Wednesday, April 02, 2003

Media Ethics

It is the fate and responsibility of journalists to make certain sacrifices. It is sad, but true. Becoming a journalist is a trust that is rarely taken with the gravitas that it merits. When one becomes a journalist they must give up their committments to two things. First they may have no opinions. Their opinions are to be subordinated to the facts. They must be opinion-celebate - ie, not have any. A journalist with an opinion is not a journalist, he is someone who tell you what he thinks, not what happened. Journalists tell you what happened. Second, a journalist sacrifices his right to be news, in favor of reporting it. Journalists are given a certain amount of fame and publicity and public recognition in exchange for their simply gaining access to those media that are clost to those of us whose lives costrain us away from the news. When a journalist becomes his own story he has hit the farthest point from objectivity. A journalist who cannot even put up the pretense of objectivity is not a journalist.

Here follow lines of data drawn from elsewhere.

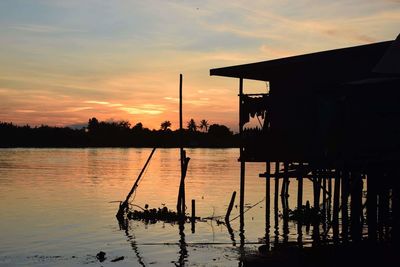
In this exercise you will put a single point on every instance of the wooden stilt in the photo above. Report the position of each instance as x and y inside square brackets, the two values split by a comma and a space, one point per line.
[396, 210]
[228, 212]
[300, 205]
[284, 197]
[242, 166]
[276, 214]
[383, 211]
[356, 194]
[267, 202]
[372, 207]
[335, 216]
[324, 205]
[193, 220]
[345, 212]
[329, 208]
[317, 192]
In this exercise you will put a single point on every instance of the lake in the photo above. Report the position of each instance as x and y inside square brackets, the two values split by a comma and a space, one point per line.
[58, 207]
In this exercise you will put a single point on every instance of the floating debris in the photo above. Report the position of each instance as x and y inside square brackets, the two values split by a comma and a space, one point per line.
[306, 214]
[101, 256]
[118, 259]
[155, 215]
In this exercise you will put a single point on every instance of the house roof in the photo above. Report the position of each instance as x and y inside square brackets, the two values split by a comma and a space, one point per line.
[326, 67]
[390, 62]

Peter Arnet violated both of those by giving an interview to Iraqi TV. His responsibility was to be there and tell us what happened, not to be someone we have to find out about too. Airing his opinions, and even just having them, also violates what we want in a journalist, someone who will give us the news.

He deserves to be fired, and removed from whatever professional organizations journalists have. He is a disgrace to the profession. He forgot where the line was between making and being the news, and he also forgot the line between the news page and the op-ed page.

If anyone now says "Oh, such and such is true - I saw it on the news" it is suspect. We can reply "It is like when Peter Arnet reports something, you got his OPINION".

No ne had any illusions that anyone inthe media was objective, but apparently he tried the least.